Friday, September 5, 2008

Day 5/90

272 Lbs.

OK, first off - I have finally proven that regardless of what I eat, drinking any alcohol immediately makes me retain water. I worked out and ate on plan yesterday - the only thing different was I had some beers. My weight went up this morning. It went up yesterday morning too after I had a drink the night before. This is what I "suspected" but was never sure of. Even more reason to not have beers (though I do find them delicious) when I'm training. It's not an alcohol thing - I have just really come to enjoy a fine beer. Damn.

Anyway... I was wasted tired again this morning. Felt like shit and just about got out of bed. I met a good friend for breakfast and ate well - eggbeater omelette with ham and cheese, no homefries, no bread, and a side of oatmeal. What pisses me off is these cooks make eggbeater omelettes in OIL. If someone is ordering eggbeaters instead of regular eggs, wouldn't you use Pam or something? I was pissed. I ate it anyway and accounted for the extra grease.

Lunch was good - I had some of the leftover pork roast and it did the job.

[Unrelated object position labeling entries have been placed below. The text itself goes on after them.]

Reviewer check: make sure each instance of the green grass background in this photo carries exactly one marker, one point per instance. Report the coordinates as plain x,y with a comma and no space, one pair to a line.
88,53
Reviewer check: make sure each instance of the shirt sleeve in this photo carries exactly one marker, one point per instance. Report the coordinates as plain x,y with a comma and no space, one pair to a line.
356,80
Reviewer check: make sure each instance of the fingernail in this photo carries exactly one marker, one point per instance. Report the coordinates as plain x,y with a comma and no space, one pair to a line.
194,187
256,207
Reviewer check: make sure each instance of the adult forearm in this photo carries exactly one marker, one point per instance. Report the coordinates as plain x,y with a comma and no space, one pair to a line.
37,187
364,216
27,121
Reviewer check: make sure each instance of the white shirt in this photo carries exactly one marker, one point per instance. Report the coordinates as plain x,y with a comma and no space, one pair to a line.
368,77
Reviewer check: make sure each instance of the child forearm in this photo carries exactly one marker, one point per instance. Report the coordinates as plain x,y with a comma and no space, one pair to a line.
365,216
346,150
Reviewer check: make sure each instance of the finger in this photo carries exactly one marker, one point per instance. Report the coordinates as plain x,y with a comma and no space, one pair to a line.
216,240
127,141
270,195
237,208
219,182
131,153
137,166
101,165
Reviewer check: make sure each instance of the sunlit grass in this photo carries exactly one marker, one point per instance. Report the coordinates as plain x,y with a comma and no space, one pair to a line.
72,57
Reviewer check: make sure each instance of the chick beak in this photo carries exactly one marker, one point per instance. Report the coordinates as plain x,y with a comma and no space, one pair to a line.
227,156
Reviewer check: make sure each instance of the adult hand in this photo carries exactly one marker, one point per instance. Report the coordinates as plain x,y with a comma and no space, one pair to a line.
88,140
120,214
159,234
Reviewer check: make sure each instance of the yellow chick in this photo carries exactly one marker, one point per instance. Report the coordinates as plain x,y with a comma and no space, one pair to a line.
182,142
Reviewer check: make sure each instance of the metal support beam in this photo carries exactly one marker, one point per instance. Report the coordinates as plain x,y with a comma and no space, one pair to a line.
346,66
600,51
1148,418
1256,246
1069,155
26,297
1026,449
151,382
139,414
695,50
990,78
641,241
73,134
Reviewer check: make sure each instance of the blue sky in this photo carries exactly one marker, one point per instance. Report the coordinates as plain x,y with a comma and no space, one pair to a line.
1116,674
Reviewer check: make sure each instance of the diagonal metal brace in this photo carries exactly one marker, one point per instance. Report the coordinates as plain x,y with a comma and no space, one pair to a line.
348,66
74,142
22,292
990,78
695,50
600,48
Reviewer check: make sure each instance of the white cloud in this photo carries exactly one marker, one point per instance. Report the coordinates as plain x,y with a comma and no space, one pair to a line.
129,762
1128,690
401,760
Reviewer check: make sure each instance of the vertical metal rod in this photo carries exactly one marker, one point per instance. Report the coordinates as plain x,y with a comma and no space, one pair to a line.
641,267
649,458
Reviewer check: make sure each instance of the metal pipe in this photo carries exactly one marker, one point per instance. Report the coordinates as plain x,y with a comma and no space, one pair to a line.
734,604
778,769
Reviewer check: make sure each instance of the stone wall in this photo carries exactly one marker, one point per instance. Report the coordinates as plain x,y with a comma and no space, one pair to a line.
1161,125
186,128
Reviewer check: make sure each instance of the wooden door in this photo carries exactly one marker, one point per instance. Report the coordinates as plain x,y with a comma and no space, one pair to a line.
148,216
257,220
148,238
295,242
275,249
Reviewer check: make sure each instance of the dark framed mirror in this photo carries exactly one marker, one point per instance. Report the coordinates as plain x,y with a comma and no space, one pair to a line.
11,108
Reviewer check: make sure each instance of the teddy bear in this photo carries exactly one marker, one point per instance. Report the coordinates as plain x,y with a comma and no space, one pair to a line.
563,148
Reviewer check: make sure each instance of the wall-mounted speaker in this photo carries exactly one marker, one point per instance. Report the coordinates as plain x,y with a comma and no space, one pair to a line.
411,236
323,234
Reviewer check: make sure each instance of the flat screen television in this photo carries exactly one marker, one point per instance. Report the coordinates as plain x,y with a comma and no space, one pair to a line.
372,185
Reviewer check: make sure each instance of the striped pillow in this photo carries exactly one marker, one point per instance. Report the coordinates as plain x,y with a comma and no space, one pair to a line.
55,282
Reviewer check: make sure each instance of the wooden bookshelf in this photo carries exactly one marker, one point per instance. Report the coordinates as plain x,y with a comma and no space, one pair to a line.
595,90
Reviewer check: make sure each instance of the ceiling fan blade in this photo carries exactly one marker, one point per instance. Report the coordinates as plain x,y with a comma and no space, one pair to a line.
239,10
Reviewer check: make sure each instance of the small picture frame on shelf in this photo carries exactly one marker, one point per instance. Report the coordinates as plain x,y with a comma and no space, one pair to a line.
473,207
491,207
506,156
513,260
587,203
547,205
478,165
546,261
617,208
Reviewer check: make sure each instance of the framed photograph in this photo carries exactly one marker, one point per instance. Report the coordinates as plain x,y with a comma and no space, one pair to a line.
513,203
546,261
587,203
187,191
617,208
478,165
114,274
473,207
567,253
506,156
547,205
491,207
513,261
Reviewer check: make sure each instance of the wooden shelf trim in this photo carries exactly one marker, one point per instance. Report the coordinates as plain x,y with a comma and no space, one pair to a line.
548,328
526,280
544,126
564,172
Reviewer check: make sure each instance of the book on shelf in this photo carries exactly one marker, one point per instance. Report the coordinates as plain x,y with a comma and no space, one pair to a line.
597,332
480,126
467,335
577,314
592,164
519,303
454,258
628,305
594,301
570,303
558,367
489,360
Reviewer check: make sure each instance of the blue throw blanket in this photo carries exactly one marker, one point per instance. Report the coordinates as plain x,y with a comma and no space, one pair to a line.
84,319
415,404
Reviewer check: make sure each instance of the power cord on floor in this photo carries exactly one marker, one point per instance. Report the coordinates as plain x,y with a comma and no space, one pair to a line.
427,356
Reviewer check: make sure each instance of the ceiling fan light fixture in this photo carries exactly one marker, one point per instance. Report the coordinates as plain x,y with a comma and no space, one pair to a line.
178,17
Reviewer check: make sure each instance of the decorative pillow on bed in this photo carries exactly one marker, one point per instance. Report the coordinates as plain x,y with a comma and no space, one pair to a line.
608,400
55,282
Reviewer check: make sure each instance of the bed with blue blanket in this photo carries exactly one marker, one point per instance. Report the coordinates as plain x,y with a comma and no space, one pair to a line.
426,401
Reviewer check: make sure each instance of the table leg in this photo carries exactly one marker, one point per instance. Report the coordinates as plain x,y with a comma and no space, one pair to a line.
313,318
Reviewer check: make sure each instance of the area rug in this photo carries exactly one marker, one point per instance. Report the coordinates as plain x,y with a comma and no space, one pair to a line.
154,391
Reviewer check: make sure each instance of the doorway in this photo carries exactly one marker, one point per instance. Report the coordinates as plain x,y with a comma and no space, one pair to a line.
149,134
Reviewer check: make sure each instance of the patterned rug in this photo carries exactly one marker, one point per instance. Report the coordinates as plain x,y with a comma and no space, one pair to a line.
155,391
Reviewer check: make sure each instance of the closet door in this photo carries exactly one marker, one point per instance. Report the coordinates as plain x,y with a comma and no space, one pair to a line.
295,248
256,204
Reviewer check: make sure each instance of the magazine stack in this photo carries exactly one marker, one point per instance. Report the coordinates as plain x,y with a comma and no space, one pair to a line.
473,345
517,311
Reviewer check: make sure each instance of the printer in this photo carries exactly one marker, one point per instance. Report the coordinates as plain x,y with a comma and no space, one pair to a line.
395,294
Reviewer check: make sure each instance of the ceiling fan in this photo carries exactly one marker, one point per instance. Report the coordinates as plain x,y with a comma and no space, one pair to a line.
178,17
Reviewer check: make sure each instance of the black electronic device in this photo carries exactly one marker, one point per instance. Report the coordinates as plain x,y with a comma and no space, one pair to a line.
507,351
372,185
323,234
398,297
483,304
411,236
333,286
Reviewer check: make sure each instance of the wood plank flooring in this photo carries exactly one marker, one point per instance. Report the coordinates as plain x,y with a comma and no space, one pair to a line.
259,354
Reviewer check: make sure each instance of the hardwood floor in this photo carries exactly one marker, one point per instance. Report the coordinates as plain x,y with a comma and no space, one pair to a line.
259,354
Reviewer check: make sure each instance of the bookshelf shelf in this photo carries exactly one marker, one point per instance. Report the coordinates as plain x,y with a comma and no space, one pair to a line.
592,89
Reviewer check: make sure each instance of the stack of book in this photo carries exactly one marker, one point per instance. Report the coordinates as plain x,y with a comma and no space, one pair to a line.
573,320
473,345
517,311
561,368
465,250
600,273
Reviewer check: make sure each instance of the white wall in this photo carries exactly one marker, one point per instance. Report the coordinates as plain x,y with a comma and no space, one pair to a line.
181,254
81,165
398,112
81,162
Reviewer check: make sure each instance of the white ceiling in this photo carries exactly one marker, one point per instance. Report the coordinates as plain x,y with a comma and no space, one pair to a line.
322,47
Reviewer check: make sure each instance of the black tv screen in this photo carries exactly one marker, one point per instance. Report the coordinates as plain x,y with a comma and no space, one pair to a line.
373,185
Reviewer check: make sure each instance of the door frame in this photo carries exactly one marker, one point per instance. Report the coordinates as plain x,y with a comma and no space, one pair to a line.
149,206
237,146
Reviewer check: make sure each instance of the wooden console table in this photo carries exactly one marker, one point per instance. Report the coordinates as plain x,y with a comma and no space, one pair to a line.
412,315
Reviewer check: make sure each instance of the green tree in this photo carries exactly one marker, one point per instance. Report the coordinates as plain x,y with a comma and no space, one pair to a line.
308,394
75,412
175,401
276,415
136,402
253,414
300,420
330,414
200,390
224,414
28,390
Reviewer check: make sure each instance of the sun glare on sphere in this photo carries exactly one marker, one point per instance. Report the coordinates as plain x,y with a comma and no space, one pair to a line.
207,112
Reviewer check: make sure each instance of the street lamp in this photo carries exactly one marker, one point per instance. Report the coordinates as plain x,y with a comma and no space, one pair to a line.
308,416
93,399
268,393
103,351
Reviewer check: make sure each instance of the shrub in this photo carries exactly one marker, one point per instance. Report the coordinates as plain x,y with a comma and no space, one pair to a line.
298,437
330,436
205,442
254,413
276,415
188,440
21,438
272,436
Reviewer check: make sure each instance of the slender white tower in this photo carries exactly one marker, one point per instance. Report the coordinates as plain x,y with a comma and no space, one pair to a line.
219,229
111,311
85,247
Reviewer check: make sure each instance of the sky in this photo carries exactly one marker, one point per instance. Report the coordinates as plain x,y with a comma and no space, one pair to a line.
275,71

When I got home from work, I ate my yogurt/protein combo as I had to work out at night once Julie got home. We got our workout going at about 7:3o PM - Legs and Back. Now, I've always had really strong, sculpted legs, but I always avoided working them out because I've been in the situation of not being able to walk after I work them out due to soreness. Tony has been good to me so far though, so I went for it. My quads are throbbing, but I could do 90% of the workout without really blowing it. I needed help with stability now and then, but I was on it for the most part. Julie hammered this one home, then did Abripper X - the psycho that she is - while I made our dinner of grilled salmon and whole wheat pasta.

It's about 10 PM and I'm tired as hell again - but it's a GOOD tired. I hit most of my marks on my nutrition. Fat was a bit high, but the protein was up there and I kept the carbs low.

I need to avoid my beers. There will be times when its appropriate, but seeing the result of alcohol reflected in my weigh-ins is really painful to me.

I am feeling good, and I'm feeling solid. Wasted tired, sore as hell, but ultimately I know that this is what I need to do for myself and my family.